People have been doing this for millennia. Political correctness has existed
in every generation and though what has been defined as the political
correctness of time changes, it is the nature of people to hate those who are
different or hold different opinions to those you may hold.

It is okay to have robust discussions. It is okay to actually hate the
viewpoints or lifestyles of others. What is seriously not okay, is to hate the
individual. They are just as important as you, irrespective of sex, age, race,
wealth, political viewpoint or religion or any other characteristic that makes
them different to you.

I am a disciple of Jesus Christ and I may hate a particular lifestyle, a
belief or viewpoint or particular attitude, but to hate the person is against
all that I have been taught. Especially, when I come from a place that is, in
effect, no different. All people are precious, so very precious.

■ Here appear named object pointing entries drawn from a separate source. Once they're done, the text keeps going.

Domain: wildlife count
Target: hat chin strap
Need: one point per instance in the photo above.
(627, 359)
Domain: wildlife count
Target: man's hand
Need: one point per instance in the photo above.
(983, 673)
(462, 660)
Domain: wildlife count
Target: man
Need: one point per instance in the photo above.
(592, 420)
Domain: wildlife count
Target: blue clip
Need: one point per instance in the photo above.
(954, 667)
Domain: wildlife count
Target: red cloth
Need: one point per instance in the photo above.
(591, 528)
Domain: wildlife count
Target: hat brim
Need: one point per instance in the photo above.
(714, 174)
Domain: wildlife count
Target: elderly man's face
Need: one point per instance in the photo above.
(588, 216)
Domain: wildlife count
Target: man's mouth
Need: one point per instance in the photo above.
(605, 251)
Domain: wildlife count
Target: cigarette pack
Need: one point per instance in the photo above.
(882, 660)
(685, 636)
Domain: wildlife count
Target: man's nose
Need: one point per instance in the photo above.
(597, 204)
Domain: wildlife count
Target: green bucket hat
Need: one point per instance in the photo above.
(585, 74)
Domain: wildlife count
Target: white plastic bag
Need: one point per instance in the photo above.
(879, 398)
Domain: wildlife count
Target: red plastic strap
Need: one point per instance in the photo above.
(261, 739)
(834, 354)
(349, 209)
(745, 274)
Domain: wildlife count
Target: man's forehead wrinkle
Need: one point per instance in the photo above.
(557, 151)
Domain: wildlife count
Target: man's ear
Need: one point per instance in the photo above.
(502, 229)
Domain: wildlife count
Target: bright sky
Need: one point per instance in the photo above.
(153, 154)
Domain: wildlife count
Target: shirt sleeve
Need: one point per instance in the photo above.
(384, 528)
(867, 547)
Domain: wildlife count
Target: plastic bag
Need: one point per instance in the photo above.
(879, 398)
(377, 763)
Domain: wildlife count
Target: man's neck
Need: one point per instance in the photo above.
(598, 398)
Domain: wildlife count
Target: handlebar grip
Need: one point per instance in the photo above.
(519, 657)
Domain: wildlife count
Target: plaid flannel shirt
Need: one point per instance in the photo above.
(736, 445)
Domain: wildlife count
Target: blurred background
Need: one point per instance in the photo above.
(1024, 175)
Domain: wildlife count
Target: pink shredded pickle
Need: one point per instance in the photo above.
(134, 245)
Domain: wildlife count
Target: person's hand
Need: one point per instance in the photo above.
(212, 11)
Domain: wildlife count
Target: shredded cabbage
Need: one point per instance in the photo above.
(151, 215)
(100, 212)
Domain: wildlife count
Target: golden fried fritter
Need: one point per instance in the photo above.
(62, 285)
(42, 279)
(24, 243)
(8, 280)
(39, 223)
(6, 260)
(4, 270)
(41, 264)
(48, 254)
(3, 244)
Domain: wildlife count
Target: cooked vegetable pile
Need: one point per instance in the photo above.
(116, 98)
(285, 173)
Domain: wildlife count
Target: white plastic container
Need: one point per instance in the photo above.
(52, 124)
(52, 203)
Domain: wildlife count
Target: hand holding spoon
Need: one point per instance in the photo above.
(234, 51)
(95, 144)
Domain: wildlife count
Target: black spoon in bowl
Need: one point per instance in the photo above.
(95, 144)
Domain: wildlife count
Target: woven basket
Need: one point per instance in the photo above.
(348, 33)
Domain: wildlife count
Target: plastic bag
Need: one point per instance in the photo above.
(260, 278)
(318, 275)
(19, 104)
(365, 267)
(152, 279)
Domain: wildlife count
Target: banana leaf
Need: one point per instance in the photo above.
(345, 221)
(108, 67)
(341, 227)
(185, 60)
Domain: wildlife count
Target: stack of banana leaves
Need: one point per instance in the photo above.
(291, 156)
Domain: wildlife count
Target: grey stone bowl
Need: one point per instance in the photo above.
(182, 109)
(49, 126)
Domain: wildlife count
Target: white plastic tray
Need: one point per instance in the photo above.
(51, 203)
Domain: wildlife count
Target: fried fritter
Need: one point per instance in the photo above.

My God came
and lived as the perfect man and then chose a death so incredibly horrible
just to allow every single person who has ever lived or will ever live to have
the singular opportunity to be forgiven for every wrong they have done. We all
have the choice to accept this or refuse it. But in all essentials, no one is
able to make it in their own. In that everyone is alike, no exceptions bar the
one who is God and man, Jesus Christ.

As has been stated elsewhere by various people of varying beliefs and
viewpoints, if there is speech you do not like, then use more speech to
counter it. However, don't go to the place of killing someone just because
they are different or believe different things to you.